A really good example of how much extra a good brand can command in price
Eon Steel is not an option for almost anyone doing tech dives as the algorithm is simply not acceptable. So, paying more for a Perdix means paying more to get something useful versus not useful (for tech diving). Even if the purchaser is not going to use it for tech dives, the value is still there in the form of (likely) superior resale value later.
Anyone thinking of buying one of the two really should consider the possibility of eventually doing tech diving. An Eon Steel will only last you "forever" if you stick to recreational diving. A Perdix w/AI will last you forever, period. Having the flexibility to accommodate unknown future plans is worth something.
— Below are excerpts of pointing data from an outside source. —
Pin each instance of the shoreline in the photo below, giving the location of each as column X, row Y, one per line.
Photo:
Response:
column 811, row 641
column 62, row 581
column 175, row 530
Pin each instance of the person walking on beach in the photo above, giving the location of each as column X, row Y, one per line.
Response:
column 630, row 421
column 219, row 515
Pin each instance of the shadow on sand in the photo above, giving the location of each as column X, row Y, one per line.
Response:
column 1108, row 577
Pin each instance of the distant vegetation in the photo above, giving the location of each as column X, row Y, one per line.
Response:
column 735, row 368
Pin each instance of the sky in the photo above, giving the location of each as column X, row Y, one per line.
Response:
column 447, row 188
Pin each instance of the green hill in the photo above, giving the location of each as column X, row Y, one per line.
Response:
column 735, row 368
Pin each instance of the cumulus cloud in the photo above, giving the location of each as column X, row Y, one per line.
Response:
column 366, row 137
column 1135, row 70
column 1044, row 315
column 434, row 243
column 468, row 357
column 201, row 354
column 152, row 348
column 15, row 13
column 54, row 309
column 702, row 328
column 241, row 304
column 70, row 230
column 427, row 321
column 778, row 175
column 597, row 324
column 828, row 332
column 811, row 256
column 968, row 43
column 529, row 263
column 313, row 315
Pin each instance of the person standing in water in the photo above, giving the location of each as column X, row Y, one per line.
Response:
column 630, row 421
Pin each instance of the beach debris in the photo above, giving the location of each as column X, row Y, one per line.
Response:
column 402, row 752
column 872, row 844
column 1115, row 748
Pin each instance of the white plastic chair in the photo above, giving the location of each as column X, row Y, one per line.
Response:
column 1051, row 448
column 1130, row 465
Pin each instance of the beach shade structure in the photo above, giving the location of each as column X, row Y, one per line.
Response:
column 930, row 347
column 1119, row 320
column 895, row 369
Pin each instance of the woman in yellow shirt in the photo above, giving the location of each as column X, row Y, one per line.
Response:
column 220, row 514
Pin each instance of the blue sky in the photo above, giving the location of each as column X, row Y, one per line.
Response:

2 years ago, I had no intention whatsoever of pursuing tech diving. Now, I'm working towards my next certification, for TDI Trimix.
250 dives and you still need four transmitters (your wife three) and an AI display in your face at the flick of a wrist to tell you what your pressure is? Is it that hard to perform simple subtraction arithmetic over depth & time starting with an initial pressure fill that you need AI? (Do you need a calculator app to figure out a simple cash purchase with change owed back??)
Your primary AI is in your head with an analog SPG manometer directly confirming what you already know. Obviously you never learned how to use either. . .
Apparently, all that simple math stuff is hard enough that even people who claim to know it and do it well can still mess it up and get bent. And I don't mean mess it up once. I mean, mess it up, then their buddy messes it up, too, so as to not prevent the team from making a mistake at the first deco stop. Then both people mess it up again at the next deco stop. And again and again, until both members of the team get out bent. Two people times however many deco stops is a lot of opportunities to catch those "simple arithmetic" errors and prevent either person from getting bent. And yet, despite how simple the arithmetic is, it can still happen and people still make those multitude of mistakes and get bent. It seems that narcosis is a b*tch!
It's a fact that people get mentally impaired by narcosis. It's a fact that narcosis is not completely predictable. It's a fact that people can get narced at 100' or even shallower - even if they've never been narced before. It seems to be pretty well accepted now that once onset of narcosis has occurred it does not just magically go away completely on ascent - there is a level of impairment that lingers. Anyone that chooses to dive relying on math done in the water - and especially after they've been at depth - when they have an option to use a simple, reliable computer to do the "simple arithmetic" for them (or at least to sanity check their mental math) is making a choice that I would deem sufficiently unsafe that I would choose not to dive with them.*
Would you dive with someone in big double steel tanks, a thick wetsuit, and no redundant buoyancy? "My buddy and I won't BOTH screw up the mental math" seems like a lot more suspect of a statement than "my wing won't have a total failure". If you have sufficient distrust of a wing to use redundant buoyancy, why would you not have at least as much distrust of doing mental arithmetic after being at narcosis-inducing depths?
Insulting people who choose to use their computer for a purpose that computers are good at - namely doing simple arithmetic for you - as a way to provide a safety backstop for their diving (as well as a data logging tool) seems, well, to be polite, extremely juvenile.
* No, I'm not saying I won't dive with anyone that doesn't have AI. I'm saying that I wouldn't be likely to dive with someone who's only way of knowing they have enough air is by doing mental math during the dive.